Les entretiens auprès des PME labellisées ont été réalisés en novembre 2013. Les 8 PME interrogées font partie des 25 entreprises qui ont suivi, entre 2009 et 2013, le programme de labellisation Mont-Blanc Excellence Industries. Les PME labellisées présentent des caractéristiques similaires en termes de taille, de taux d’implication et de performance à celles des membres du pôle. Créé en 2009, ce programme transversal a pour particularité de permettre aux PME, sur la base d’un diagnostic à 360°, de s’engager dans un parcours d’excellence et d’accéder ainsi aux six programmes du pôle pour combler leur déficit de connaissances dans les champs identifiés[6]. La sélection des PME a été opérée selon des critères de taille, de leur taux d’implication dans les actions du pôle et de la date de leur labellisation (cf. annexe 3). La méthodologie pour le codage et la triangulation des données est similaire à celle décrite ci-avant. La seule différence porte sur la thématique abordée, plus centrée sur la mesure de la capacité d’absorption des PME, avant et après leur entrée dans le programme de labellisation, pour évaluer plus précisément le rôle de la gouvernance en matière de création de connaissances. Dans la lignée de Flatten et al. (2011), nous avons privilégié une mesure multidimensionnelle de la capacité d’absorption. Une telle mesure permet de concevoir la capacité d’absorption non plus comme une ressource statique (centrée sur l’existence et/ou l’intensité de la R&D) mais comme une capacité dynamique.

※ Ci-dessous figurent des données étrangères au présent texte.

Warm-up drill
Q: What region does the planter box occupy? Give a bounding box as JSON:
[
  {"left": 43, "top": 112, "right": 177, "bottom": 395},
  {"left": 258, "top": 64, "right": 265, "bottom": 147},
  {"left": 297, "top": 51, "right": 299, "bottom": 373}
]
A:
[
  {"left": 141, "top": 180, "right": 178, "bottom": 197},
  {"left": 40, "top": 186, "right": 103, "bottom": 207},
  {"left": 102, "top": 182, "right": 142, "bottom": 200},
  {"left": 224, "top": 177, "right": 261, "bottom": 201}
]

La méthodologie mise en oeuvre est unique et diffère de celles utilisées dans les recherches antérieures sur les clusters, qui ignorent largement les intermédiaires, à savoir les acteurs de la gouvernance. De plus, le grand nombre d’entretiens réalisés et l’adoption d’une approche multi-acteurs nous a permis de limiter le biais potentiel classique lié aux méthodes basées sur les seules perceptions des membres de la gouvernance. Ce type de méthodologie a également pour avantage de contrôler si les différents acteurs partagent une vision commune en termes d’objectifs, d’actions et de résultats des actions.

Résultats

Nos entretiens révèlent que la gouvernance a un rôle clé dans l’amélioration de la capacité d’absorption, tant potentielle que réalisée. Au sein de chaque programme, la gouvernance s’efforce d’être présente sur toutes les phases de la capacité d’absorption, que ce soit de manière directe (à travers l’implication d’un membre de la gouvernance) ou indirecte (en faisant intervenir des consultants extérieurs), notamment pour les projets de R&D. Selon les actions, l’objectif se porte plutôt sur l’acquisition de connaissances, plutôt sur l’exploitation ou sur les deux. Par exemple, le premier projet FUI (Fonds Unique Interministériel) visait à développer une technologie permettant d’augmenter de 30 % les gains de productivité des entreprises engagées. Au terme du projet, une action collective (Scoup) dans le cadre du programme usinage de haute précision a été lancée, réunissant une centaine de PME auxquelles les résultats ont été exposés (phase d’acquisition de connaissances sur le couple outil/matière). Ensuite, une action de conseil personnalisé dans les entreprises (environ 40) a pris le relais, menée par la gouvernance (à travers le CTDEC, Centre Technique du Décolletage, principalement) pour recaler et régler les machines; enfin, dernière étape, une vingtaine de PME ont loué l’appareil de réglage pour utiliser la technologie en toute autonomie. On voit bien là que, si le nombre de PME baisse au fur et à mesure que les connaissances doivent être exploitées, témoignant du fait que toutes les entreprises ne parcourent pas toutes les étapes de la capacité d’absorption, l’intention de la gouvernance est très claire : « on veut accompagner les entreprises sur toutes les phases – et sur toute la chaîne de valeur de Porter » (JMA, Directeur général, 2012).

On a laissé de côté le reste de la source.